The West’s main adversary today is China, not the Soviet Union, and the Brics is no Warsaw Pact. But with the world entering a period of uncertainty following the demise of the post-Cold War order, the parallels are sufficient to convince many to turn to pre-1989 conceptual models to gain insight into what might come next. This includes the US and China, though each is betting on a different model.
Between the end of WWII and the fall of the Berlin Wall, the two main forces defining the international order were ideological conflict, which split the world into two camps, and the quest for independence, which led to the proliferation of states, from 50 in 1945 to over 150 in 1989-1991. While the two forces interacted, ideological conflict was dominant: struggles for independence often morphed into proxy wars, and countries were forced either to join a bloc or define themselves by their “non-alignment.”
The US seems to think a similar dynamic will dominate this time around. Faced with its first peer competitor since the fall of the Soviet Union, the US has sought to rally its allies behind a strategy of “decoupling” and “de-risking” – essentially an economic version of the Cold War policy of containment.
Whereas the US may be expecting Cold War II, shaped primarily by ideological polarisation, China seems to be betting on global fragmentation. Yes, it has tried to offer non-Western countries an alternative to Western-dominated institutions such as the G7 or the International Monetary Fund. But, in China’s view, the quest for sovereignty and independence is fundamentally incompatible with the formation of Cold War-style blocs.
Instead, China expects a multipolar world. While China cannot win a battle against a US-led bloc, President Xi Jinping seems convinced that it can take its place as a great power in a fragmented global order.

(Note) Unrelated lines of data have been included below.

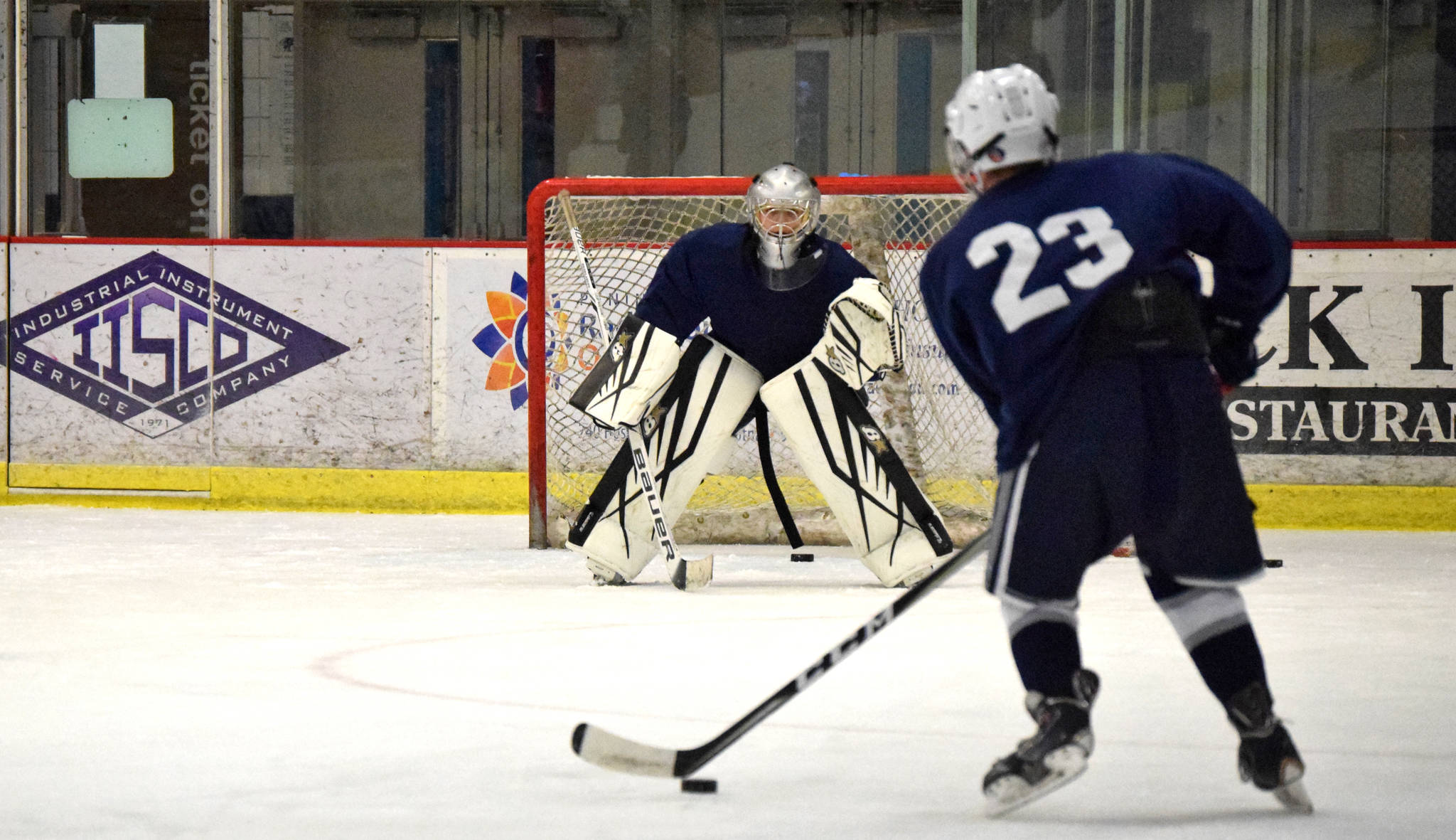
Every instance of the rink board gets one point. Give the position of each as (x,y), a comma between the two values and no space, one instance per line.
(390,376)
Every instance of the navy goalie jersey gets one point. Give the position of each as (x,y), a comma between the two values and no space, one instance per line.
(712,274)
(1010,287)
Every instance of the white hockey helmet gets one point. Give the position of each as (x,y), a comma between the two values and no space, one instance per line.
(783,211)
(999,118)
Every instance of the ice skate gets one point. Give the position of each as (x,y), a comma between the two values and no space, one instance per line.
(1267,755)
(1050,759)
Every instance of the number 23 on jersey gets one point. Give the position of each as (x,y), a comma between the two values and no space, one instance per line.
(1014,309)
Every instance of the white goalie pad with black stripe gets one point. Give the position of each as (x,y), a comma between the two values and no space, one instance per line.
(886,516)
(631,375)
(690,428)
(861,334)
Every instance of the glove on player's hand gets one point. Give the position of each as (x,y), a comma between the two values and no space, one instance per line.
(1231,350)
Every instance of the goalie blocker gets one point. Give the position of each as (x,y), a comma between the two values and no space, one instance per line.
(893,526)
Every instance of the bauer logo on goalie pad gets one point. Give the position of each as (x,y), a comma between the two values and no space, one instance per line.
(833,361)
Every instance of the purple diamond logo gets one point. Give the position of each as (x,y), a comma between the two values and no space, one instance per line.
(156,346)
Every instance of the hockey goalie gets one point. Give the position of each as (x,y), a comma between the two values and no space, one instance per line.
(797,328)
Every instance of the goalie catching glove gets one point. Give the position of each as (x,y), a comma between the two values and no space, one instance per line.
(861,334)
(629,378)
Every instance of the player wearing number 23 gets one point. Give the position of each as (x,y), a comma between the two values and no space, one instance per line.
(1069,302)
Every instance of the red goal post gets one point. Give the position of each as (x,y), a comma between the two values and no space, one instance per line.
(628,223)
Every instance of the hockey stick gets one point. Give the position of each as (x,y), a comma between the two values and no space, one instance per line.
(685,574)
(616,753)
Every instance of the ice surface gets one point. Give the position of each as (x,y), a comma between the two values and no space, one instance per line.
(233,674)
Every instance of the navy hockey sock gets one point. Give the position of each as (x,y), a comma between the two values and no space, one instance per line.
(1229,661)
(1047,656)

Even America’s closest allies are not immune from the trend toward fragmentation, despite US leaders’ best efforts. Consider the recent Camp David summit. Though some media were quick to herald a “new cold war,” the participants’ interests diverged in several ways.
South Korea’s main focus remains North Korea, and the intelligence-sharing agreements and nuclear consultations announced after the summit were as much about signalling their resolve to push back against North Korean dictator Kim Jong-un’s regime as they were about countering China. Japan, for its part, is eager to avoid strategic escalation over Taiwan – a development that would threaten its economic model, which depends significantly on trade with China. And both South Korea and Japan are unhappy with the zeal with which America is pursuing its de-risking strategy.
The picture that emerges is of a world in which the superpowers lack sufficient economic, military, or ideological clout to force the rest of the world – in particular, the increasingly confident “middle powers” – to pick a side.
Contrary to how it may appear to many, not least in the US, the new cold war seems to be based not on the old logic of polarisation, but on a new logic of fragmentation. Judging by the growth of the Brics, there is no shortage of countries that find that new logic enticing.